My mother was a true kitchen princess in the past. I dare say that in the fifties, she was considered a pioneer in the culinary field. It was her passion to experiment with food. Her weekly favorite fish dish, ‘Haddock with beets and mustard sauce,’ was an absolute highlight among all the other meals.
In those years, you saw children running everywhere on the streets, running during a game, on the way to school, or on the way home. Today, it’s a rarity to see a running child. Children no longer play outside. Many children are too overweight to run and suffer from obesity. Many children are too weak to run and suffer from anorexia. Many children suffer from ADHD and run around the house all day. But only around the house. Sometimes you’d rather stick such a child behind the wallpaper. Then there are children burdened with Autism, ADD, ODD, CD, Dyscalculia, Asperger’s Syndrome, and what have you. It seems that there are only a few children who are perfectly fine, who are normal.

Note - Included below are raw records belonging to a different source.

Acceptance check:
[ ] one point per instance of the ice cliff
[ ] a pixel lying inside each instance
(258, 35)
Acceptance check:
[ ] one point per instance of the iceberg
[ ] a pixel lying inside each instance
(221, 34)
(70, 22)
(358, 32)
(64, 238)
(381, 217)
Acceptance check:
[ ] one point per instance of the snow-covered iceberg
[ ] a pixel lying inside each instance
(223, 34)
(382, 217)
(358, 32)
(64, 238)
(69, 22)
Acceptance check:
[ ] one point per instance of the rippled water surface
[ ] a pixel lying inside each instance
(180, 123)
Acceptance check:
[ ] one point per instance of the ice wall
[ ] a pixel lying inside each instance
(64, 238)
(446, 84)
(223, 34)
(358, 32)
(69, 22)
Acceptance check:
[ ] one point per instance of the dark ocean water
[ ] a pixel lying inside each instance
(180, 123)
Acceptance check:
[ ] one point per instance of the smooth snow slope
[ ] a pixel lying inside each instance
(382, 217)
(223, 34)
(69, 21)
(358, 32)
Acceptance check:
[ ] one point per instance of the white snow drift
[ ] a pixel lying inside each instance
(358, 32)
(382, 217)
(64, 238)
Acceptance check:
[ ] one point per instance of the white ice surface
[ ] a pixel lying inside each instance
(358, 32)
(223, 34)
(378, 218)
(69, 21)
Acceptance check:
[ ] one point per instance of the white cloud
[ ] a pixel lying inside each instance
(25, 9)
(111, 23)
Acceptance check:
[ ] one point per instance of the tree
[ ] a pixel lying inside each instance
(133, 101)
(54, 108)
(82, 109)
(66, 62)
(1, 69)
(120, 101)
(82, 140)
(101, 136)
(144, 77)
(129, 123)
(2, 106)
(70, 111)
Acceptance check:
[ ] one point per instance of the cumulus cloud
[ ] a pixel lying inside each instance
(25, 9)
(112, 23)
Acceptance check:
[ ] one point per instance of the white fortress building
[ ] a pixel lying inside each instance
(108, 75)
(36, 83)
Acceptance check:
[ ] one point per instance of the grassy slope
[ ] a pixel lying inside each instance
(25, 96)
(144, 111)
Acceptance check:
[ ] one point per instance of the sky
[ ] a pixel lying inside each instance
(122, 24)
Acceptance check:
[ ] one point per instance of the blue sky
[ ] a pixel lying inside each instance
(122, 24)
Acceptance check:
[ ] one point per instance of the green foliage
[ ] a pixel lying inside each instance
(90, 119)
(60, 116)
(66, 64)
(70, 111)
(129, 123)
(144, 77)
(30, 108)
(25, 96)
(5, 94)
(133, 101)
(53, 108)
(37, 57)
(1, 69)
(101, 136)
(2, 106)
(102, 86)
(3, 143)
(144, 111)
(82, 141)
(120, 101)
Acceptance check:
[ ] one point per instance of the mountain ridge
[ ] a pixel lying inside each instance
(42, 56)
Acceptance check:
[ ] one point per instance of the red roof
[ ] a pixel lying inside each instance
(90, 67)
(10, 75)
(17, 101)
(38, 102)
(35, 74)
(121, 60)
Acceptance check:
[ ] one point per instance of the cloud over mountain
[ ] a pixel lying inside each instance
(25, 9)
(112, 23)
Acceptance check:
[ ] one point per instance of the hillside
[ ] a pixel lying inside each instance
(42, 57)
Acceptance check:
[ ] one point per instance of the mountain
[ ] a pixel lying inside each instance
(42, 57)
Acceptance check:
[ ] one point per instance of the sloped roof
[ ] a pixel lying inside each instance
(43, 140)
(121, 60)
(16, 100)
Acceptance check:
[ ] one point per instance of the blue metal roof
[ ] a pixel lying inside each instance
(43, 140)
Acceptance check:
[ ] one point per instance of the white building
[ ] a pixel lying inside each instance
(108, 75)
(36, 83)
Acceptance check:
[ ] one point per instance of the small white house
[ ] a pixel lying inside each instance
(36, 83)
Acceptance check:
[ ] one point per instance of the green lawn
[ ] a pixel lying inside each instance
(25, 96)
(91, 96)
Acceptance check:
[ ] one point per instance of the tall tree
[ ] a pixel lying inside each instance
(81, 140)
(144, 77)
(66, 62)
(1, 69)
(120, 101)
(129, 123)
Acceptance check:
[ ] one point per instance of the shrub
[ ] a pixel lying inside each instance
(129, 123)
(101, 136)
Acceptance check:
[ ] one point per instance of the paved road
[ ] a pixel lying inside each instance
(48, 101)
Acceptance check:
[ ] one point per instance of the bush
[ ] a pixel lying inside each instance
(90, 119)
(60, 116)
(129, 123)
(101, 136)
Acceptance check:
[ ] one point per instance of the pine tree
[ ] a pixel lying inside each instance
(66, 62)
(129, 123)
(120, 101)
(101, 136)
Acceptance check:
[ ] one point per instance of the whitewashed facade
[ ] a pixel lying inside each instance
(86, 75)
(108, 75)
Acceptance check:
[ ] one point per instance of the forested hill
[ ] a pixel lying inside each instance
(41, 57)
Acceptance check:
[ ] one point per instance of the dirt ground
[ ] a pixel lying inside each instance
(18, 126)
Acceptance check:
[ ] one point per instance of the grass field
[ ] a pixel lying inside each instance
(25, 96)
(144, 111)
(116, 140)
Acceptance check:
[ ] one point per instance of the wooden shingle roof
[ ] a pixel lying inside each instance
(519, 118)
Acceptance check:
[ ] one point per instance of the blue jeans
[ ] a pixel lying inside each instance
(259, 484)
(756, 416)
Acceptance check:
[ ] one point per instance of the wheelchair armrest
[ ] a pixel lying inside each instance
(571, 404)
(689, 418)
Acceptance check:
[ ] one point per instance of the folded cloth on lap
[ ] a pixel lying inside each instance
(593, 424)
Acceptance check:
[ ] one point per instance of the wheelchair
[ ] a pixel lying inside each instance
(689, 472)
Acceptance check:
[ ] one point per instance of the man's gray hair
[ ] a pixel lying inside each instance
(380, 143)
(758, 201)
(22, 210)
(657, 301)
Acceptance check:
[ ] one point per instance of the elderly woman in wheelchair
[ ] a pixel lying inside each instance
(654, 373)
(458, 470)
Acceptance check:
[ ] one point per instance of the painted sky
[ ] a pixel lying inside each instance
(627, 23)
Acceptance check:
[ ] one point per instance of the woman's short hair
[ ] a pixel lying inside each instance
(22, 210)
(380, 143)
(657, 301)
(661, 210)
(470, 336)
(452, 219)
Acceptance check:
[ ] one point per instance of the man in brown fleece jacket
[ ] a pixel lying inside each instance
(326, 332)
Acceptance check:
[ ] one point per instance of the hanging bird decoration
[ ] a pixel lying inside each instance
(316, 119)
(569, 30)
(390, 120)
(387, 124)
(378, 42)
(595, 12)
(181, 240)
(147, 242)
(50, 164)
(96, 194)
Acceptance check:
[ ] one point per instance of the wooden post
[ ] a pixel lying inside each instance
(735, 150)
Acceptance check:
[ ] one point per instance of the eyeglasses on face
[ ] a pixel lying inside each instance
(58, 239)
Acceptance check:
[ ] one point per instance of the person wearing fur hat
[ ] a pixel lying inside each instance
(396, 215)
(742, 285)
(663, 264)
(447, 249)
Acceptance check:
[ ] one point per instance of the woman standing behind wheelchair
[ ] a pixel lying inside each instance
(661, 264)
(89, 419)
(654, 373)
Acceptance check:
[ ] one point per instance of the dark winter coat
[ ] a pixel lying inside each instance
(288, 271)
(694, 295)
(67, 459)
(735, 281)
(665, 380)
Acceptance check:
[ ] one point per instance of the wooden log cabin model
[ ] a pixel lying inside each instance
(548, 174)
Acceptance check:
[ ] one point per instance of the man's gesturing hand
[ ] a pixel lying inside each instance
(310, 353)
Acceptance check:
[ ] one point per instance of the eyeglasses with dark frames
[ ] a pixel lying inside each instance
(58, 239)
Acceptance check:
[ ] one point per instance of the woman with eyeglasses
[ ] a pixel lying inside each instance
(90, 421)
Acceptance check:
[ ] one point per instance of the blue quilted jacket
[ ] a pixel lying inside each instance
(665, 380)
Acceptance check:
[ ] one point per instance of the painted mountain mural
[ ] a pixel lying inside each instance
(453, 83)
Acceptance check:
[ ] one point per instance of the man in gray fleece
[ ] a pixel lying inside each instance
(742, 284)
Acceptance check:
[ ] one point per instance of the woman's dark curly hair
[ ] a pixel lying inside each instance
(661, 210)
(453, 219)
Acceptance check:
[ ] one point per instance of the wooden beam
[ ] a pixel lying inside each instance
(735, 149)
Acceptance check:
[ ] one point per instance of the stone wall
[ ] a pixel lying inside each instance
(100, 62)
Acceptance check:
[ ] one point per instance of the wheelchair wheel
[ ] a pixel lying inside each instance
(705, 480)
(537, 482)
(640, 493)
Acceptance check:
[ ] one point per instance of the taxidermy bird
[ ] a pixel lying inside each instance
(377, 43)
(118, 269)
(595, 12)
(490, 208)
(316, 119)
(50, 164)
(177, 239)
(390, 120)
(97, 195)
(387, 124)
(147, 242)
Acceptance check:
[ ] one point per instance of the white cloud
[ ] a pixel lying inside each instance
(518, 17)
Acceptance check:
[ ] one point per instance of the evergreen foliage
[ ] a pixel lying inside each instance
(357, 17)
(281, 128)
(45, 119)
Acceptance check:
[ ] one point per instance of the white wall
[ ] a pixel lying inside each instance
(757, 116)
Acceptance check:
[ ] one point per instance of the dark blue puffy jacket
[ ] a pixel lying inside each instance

In my elementary school days, I didn’t know anyone who had something wrong with them. There was no special education for children with disabilities back then. There were a few children, like me, who behaved differently. But that wasn’t a reason to treat them differently. Especially not for us children. I remember two brothers in my elementary school who behaved somewhat remarkably. They were two dark-haired, white boys. I witnessed them a few times picking up a hardened dog turd from the street and then eating it with relish. Perhaps they had learned from their parents that such a turd still contained a lot of nutrients, namely fat and protein. Now I can better understand that. If I see how quickly my Border Collie Lizzy devours her meal, then it must come out practically unchanged at the back. In the blink of an eye, her bowl is always empty. She doesn’t chew her food; she swallows it straight down. The same fate awaits her daily DentaStyx chew. In a few bites, it’s gone. While the chew is supposed to work like a toothbrush for dogs. If the dog chews on it for a long time, its teeth and molars become cleaner and whiter. Not in Lizzy’s case. The eating process is very different for Maeve, another one of my Border Collies. When I set her food bowl, she starts with a kind of warm-up. She stretches her front legs in front of the bowl, looks at the content, and then starts eating very slowly. Again, kibble with fresh chicken, she must think at such moments. Sometimes she leaves her food completely untouched and waits until it’s lunchtime. When she starts eating, she chews each piece so finely that it approaches molecular boundaries. Therefore, I don’t expect her feces to contain any nutritional value.
Of course, I was surprised that the two boys consumed a turd. However, I saw no harm in it. They are children with a special taste, I thought.